Karacay and coworkers studied the TNF-α levels in GCF after the placement of a hybrid retractor for moderate distalization of upper canines, applying a continuous force. These levels increased at 24 h and declined at 1 week. The reason for this decrease might be the adaptation of the tissues to light, continuous force at 1 week. 34 The application of heavy forces causes hyalinization tissue with rapid and increased production of TNF-α. 34,35 The possible adaptation of the tissue to the light continuous force, a healthy periodontium, and good OHI could impede the effect of LLLT on TNF-α modulation and could be responsible of the constant levels of TNF-α in GCF obtained.
Conclusions
LLLT did not exert major effects, but some small effects were significant at some follow-up times (as for clinical parameters: BOP, PD, and for IL-1β levels in GCF). In the model used, there was some increased normal range inflammation as a result of both the subgingival plaque accumulation (despite the low percentage accumulated) and the periodontal tissue remodeling that is incident to the orthodontic tooth movement. This “subclinical” inflammation cannot be excluded and could be responsible of these positive biostimulation effects.

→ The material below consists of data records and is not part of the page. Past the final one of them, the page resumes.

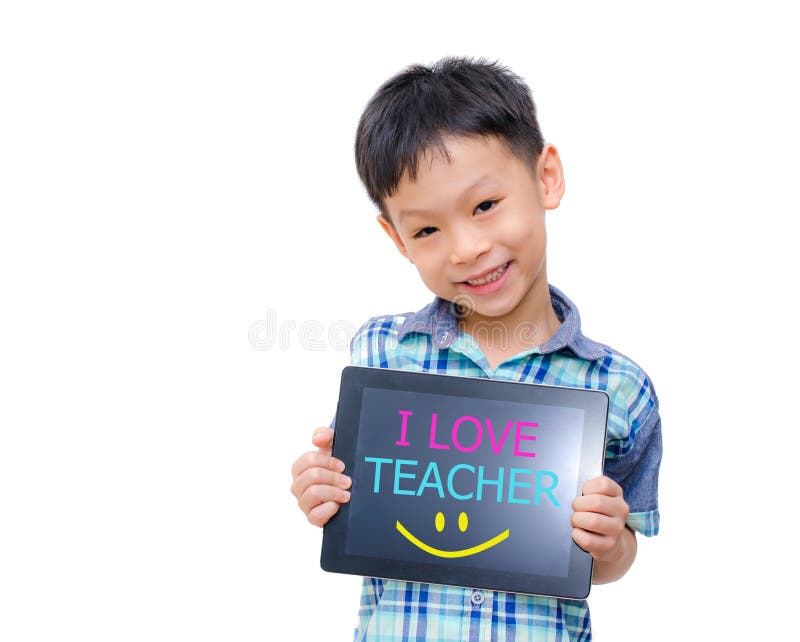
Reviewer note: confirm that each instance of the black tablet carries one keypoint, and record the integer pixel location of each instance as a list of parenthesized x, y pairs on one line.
[(464, 481)]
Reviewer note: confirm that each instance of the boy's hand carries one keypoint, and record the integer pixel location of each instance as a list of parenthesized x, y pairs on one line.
[(599, 520), (317, 480)]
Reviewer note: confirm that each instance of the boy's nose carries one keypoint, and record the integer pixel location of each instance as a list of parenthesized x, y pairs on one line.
[(467, 245)]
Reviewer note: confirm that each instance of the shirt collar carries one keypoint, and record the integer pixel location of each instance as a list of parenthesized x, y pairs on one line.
[(438, 320)]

According to the obtained results, additional treatment with LLLT slows the slight periodontal deterioration that is intrinsically caused by the lingual orthodontic treatment, and has a beneficial effect in controlling periodontal inflammation on a short-term basis, as assessed by the IL-1β levels in GCF. At medium term, LLLT diminished VPI, BOP, and PD scores, allowing for a faster recovery of the initial periodontal status.
Footnotes
Acknowledgments
This research was supported by a grant from the Eugenio Rodriguez Pascual Foundation, Madrid, Spain, and by the Spanish Research Project from Ministerio de Ciencia e Innovación (MICINN) (Ref.:MAT2014-51937-C3-1-P). The authors thank Di&B Spanish Enterprise for lending the Periowave™ System.
Author Disclosure Statement
No competing financial interest exist.